CBDC fever has spurred many financial institutions across the world into action. Along with the BIS Innovation Hub, the Bank of Thailand, the Central Bank of the U.A.E., the People’s Bank of China [Digital Currency Institute], and the Hong Kong Monetary Authority are working together to develop a multi-CBDC platform – or bridge – for international remittances.
A report shared by the Bank of Thailand revealed more recent updates regarding the program.
Testing the waters
Of all the use cases for the mBridge project, the report deemed “International Trade Settlement” is a priority. This is the case because the countries involved in the trial reportedly boast a collective value of more than $730 billion in trade transactions.
If that wasn’t incentive enough, the report also revealed that roughly hundreds of millions of dollars have already been trialed on the mBridge platform.

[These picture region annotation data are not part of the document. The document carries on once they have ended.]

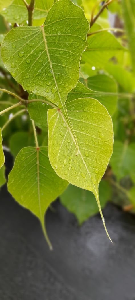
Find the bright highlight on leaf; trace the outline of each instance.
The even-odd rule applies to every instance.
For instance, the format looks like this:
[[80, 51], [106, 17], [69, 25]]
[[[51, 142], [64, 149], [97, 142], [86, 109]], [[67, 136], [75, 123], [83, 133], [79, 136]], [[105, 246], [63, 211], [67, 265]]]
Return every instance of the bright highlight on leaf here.
[[45, 237], [52, 248], [44, 224], [44, 215], [51, 202], [68, 184], [52, 168], [47, 147], [26, 147], [20, 151], [8, 176], [9, 192], [20, 204], [40, 220]]

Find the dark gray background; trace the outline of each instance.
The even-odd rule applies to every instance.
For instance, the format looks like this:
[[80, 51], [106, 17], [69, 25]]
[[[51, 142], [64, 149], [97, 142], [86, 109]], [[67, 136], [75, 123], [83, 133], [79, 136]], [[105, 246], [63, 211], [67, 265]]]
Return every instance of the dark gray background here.
[[46, 224], [0, 191], [0, 300], [135, 300], [135, 218], [108, 203], [81, 227], [54, 202]]

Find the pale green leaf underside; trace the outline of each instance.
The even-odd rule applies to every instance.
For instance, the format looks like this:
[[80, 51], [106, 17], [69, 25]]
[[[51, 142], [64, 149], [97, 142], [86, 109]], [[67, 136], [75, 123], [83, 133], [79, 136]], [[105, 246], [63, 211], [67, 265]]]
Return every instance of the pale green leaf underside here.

What’s more, the report stated,
“…a total of 22 private sector participants from four participating jurisdictions – Hong Kong SAR, People’s Republic of China, Thailand and United Arab Emirates – have identified 15 potential business use cases.”
Give it a “Thai”
“A Thai trading company purchases raw materials from a Chinese supplier by utilizing Letter of Credit and makes the cross-border payment through mBridge. The Thai trading company assembles and exports the final goods to a Hong Kong client and receives payment through mBridge.”
How soon can this come into play? mBridge is currently in its trial stage, but a pilot is reportedly set to begin next year.
The stakes are high when it comes to international remittances. For instance, a CBDC report released by J.P. Morgan and Oliver Wyman found that a “full-scale mCBDC network” active at all times could end up saving $100 billion every year.
Furthermore, in a 4 November speech, BIS General Manager Agustín Carstens spoke about Project mBridge. He said,
“…in the project’s most recent phase we investigated whether a new DLT cross-border payment network could reduce the cost and increase the speed of cross-border payments. Indeed, the answer is yes! The prototype achieved a substantial improvement in cross-border transfer speed from multiple days to seconds. Second, the cost of such operations for users can also be reduced by up to half.”